Chapter 2
Harry was the first to move. His movement was lightning fast, frantically looking around and barely missing smacking his head on the table.
“Hermione!” He sat up to face her. “Oh, please be okay.”
Deciding this was a good enough time to start her acting career, she opened her eyes. “Harry? What happened? Where are we?”
“I don’t know, but what do you remember?” He was speaking fast, and didn’t take stock of the state of the room. Mumbling to himself and then turning to Ron, who still hadn’t woken up. Hermione moved to the other side of Ron. He should’ve woken up by now, so she shook his shoulder lightly. Movement behind his eyelids suggested he was just a bit slower to consciousness, and Hermione sighed in relief.

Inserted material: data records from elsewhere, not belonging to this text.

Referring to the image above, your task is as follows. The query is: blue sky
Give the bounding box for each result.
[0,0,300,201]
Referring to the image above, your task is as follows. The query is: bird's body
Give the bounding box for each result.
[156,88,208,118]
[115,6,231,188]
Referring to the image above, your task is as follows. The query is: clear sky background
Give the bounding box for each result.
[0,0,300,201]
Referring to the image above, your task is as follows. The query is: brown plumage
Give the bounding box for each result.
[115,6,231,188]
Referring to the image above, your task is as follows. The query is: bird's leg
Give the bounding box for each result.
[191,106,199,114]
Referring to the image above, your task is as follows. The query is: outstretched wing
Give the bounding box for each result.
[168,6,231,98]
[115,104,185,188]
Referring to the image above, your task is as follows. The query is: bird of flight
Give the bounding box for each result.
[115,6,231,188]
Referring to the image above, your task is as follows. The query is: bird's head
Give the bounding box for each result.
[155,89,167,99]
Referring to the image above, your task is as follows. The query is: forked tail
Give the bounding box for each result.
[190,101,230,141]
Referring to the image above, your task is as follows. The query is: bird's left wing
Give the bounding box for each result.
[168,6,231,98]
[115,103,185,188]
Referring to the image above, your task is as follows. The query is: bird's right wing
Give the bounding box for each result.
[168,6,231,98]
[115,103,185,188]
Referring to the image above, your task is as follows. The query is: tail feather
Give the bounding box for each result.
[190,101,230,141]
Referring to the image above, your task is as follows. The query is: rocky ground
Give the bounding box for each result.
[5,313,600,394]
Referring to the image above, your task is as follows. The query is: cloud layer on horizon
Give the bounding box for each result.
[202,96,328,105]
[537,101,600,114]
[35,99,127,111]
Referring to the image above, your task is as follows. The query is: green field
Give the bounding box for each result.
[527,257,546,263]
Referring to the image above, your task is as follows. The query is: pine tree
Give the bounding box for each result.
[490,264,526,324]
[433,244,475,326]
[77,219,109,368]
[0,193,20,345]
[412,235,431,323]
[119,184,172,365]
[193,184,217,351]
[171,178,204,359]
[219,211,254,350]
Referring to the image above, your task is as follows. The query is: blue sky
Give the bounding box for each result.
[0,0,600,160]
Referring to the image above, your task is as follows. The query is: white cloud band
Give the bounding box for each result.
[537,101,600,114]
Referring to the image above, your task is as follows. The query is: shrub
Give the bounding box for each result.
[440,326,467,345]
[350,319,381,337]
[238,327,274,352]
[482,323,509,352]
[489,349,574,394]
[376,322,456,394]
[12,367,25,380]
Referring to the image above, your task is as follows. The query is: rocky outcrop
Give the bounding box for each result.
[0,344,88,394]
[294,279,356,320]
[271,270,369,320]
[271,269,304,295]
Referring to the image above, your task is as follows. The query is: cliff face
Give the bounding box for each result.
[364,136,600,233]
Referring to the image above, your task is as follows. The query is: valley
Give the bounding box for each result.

“The last thing I remember is seeing Dumbledore unarmed, speaking to someone,” Hermione didn’t know if Harry had seen Malfoy or not, “but before I could see who it was, I was stunned.” Harry moved to the door and looked out, “Get Ron, we have to go find Dumbledore.”
Once Ron was fully awake and standing, the trio made their way out and down the hall. Students and staff were wandering the halls now, all trying to piece together the carnage that lay in the castle. A scream followed by a thud from outside sent Harry running, Ron following.
What is it with these boys taking off, not worried about who is following them? She wasn’t expecting a response, it was her thought after all, but there it was. Malfoy’s voice answered her with livid tone: Which one of them left you behind for the second time tonight?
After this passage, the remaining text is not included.